Unite Student’s announcement is expected to benefit 50,000 students, or two-thirds of its tenants, who are not able to occupy their residences between 18 January and 14 February.
This marks the first significant action taken by private providers of student accommodation towards supporting students through the pandemic. It follows rent freezes and waivers in university-owned halls as a result of ongoing student protests and rent strikes.
Unite Students had also been under pressure from tenants such as Liverpool John Moores student Suhail Accad, whose rent strike post on Instagram gained him 3,000 followers and amassed 8,000 shares within only a few days.
A number of universities, including Warwick, have told students living in on-campus accommodation that they will not need to pay rent while they are not living on-campus.
20% of students rent accommodation from private companies such as Unite Students, 20% of students live in university-owned residences, around 25% are commuter students and 30% rent from private landlords. Most students who rent accommodation from private landlords still have to pay full rent costs.
It is simply unacceptable that students are being told not to live in housing they have paid for, on public health grounds, yet are receiving no government support
– Hillary Gyebi-Abiabo
The National Union of Students (NUS) appealed for “government-led action” and financial support to provide full rent refunds for all students, as well as the ability to break from their contracts.
Hillary Gyebi-Abiabo, vice-president of the NUS, says: “It is simply unacceptable that students are being told not to live in housing they have paid for, on public health grounds, yet are receiving no government support.”
Two other private providers of student accommodation, Campus Living Villages and Sanctuary Students, told the Financial Times that they would continue to charge full rent.
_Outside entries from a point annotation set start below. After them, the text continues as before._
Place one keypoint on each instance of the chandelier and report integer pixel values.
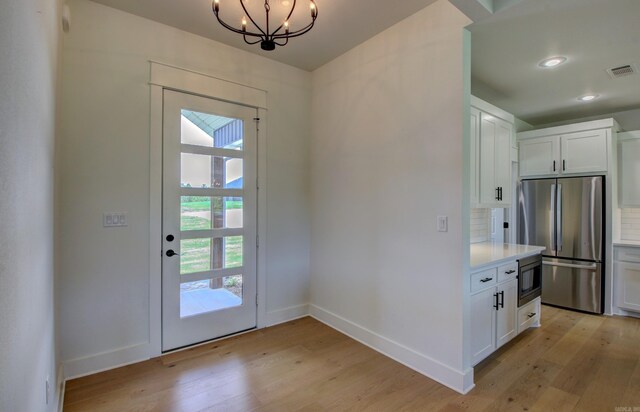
(268, 39)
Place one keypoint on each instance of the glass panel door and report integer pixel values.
(209, 219)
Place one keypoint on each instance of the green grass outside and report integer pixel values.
(196, 254)
(205, 205)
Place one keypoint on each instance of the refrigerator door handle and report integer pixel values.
(559, 220)
(591, 266)
(552, 209)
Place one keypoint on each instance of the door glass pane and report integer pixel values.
(204, 171)
(204, 129)
(210, 295)
(199, 255)
(206, 212)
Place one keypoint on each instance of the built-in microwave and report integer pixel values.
(529, 279)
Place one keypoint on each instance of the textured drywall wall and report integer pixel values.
(29, 45)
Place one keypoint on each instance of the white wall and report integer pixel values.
(104, 167)
(387, 158)
(29, 45)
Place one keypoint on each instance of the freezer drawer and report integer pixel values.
(572, 284)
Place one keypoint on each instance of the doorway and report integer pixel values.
(209, 157)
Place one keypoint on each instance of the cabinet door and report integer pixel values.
(506, 323)
(539, 156)
(483, 324)
(627, 280)
(502, 159)
(475, 154)
(584, 152)
(487, 148)
(629, 189)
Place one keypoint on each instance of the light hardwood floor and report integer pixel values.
(574, 362)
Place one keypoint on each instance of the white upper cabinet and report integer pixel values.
(475, 133)
(491, 137)
(566, 150)
(539, 156)
(584, 152)
(629, 173)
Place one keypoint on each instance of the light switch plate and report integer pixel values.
(114, 219)
(443, 223)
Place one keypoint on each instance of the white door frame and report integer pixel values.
(163, 76)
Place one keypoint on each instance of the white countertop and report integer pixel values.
(632, 243)
(495, 253)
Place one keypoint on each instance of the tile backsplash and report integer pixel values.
(480, 219)
(629, 224)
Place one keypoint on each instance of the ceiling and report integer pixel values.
(594, 35)
(341, 24)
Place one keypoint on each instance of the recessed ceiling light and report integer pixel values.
(552, 62)
(588, 97)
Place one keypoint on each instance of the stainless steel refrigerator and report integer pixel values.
(567, 217)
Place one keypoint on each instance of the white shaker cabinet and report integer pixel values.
(491, 140)
(493, 310)
(566, 150)
(629, 173)
(626, 275)
(584, 152)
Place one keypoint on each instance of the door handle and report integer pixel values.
(559, 217)
(552, 209)
(570, 265)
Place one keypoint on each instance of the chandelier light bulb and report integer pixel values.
(267, 36)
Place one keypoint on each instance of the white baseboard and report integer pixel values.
(60, 386)
(459, 381)
(285, 315)
(100, 362)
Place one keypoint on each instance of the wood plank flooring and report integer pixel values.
(574, 362)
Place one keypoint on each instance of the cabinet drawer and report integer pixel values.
(529, 315)
(626, 254)
(508, 271)
(483, 280)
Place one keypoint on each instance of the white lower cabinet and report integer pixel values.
(529, 315)
(493, 315)
(626, 275)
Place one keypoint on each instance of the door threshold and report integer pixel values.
(198, 344)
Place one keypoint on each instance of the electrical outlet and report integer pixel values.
(114, 219)
(443, 223)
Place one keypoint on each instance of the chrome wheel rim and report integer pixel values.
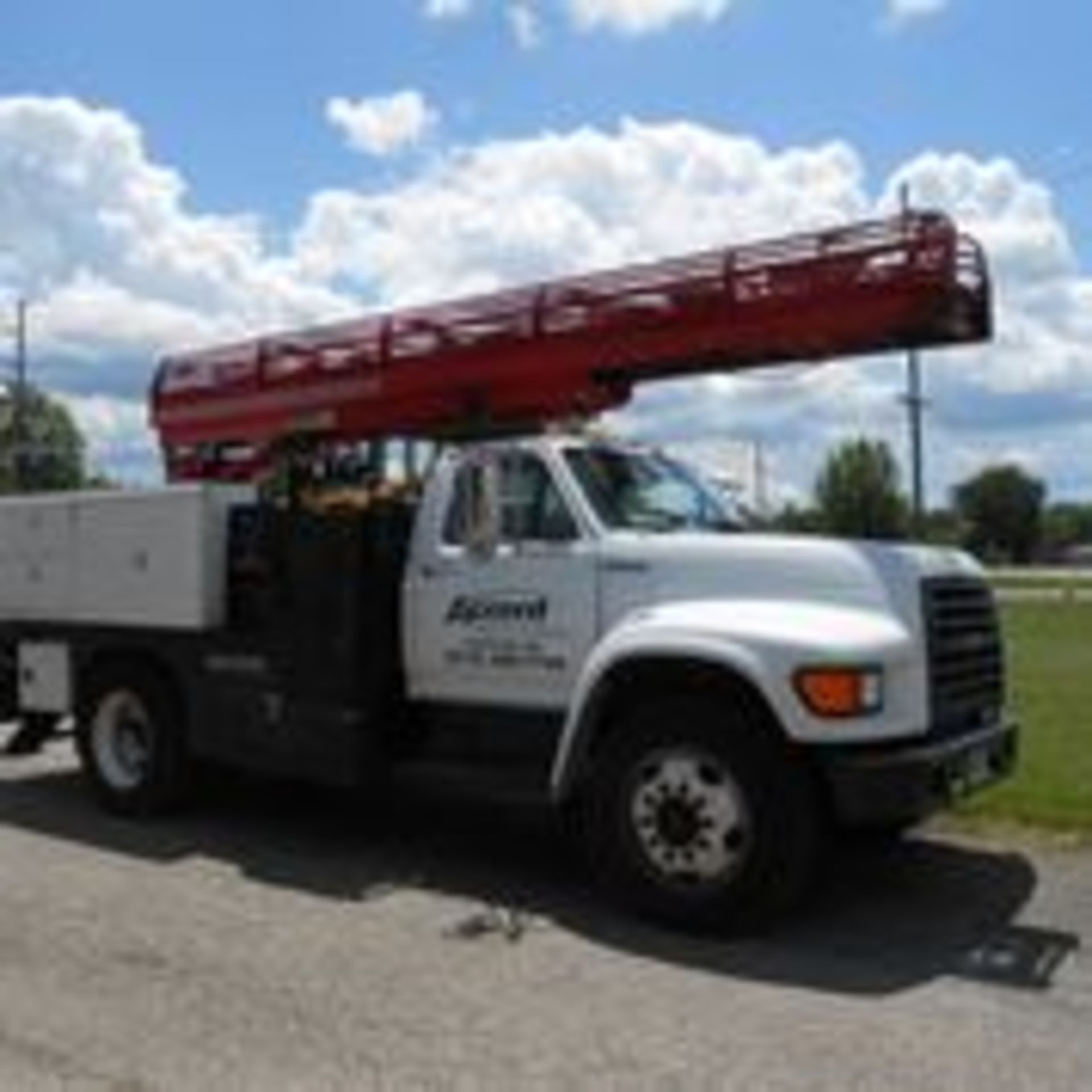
(689, 818)
(122, 741)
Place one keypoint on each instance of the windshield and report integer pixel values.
(646, 491)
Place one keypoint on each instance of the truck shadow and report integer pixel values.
(885, 920)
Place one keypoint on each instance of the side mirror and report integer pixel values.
(483, 531)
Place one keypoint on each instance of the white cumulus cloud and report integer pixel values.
(384, 125)
(447, 9)
(900, 13)
(642, 16)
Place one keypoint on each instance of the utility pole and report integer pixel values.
(915, 406)
(19, 400)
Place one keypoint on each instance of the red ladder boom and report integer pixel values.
(516, 359)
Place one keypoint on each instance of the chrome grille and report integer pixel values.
(967, 673)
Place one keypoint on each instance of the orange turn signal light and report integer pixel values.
(841, 692)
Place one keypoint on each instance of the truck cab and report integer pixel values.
(700, 674)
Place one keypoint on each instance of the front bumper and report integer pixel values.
(900, 783)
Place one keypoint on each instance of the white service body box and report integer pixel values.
(45, 677)
(154, 557)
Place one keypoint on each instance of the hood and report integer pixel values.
(650, 569)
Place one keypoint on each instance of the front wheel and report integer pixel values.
(700, 818)
(130, 735)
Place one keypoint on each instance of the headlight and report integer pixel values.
(841, 692)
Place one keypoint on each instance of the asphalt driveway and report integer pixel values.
(278, 938)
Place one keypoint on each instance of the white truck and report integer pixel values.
(578, 616)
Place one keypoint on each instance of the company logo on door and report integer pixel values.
(497, 607)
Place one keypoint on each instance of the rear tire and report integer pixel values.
(131, 739)
(700, 818)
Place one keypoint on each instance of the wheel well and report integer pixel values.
(635, 682)
(123, 660)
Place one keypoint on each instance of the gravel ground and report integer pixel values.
(280, 940)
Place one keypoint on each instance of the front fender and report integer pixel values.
(764, 643)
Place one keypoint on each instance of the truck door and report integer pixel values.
(507, 622)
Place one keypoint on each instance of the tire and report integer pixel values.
(700, 818)
(131, 739)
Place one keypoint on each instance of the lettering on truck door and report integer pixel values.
(507, 623)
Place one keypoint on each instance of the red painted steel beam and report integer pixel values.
(519, 358)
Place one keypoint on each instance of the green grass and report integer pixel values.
(1050, 656)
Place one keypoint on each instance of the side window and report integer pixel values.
(532, 508)
(468, 509)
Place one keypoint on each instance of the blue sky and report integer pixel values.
(233, 101)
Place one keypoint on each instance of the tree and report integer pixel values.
(858, 491)
(45, 451)
(1002, 508)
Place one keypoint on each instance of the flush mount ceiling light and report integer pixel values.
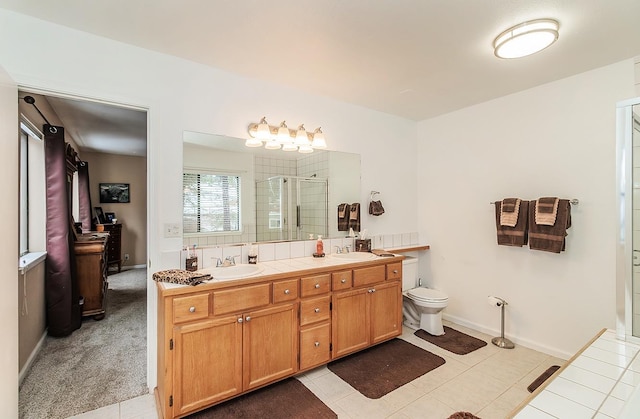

Unite Students estimates that its decision would result in an £8 million loss in revenue. Chief executive Richard Smith says that despite its challenges, it is the “right thing to do”, and that Unite Students would be in a strong position for the next academic year.
Michelle Donelan, the universities minister, said: “We are currently looking at what more we can do to support students and we strongly encourage providers and accommodation providers to review their accommodation policies to ensure they are fair, transparent and have the best interests of students at heart.”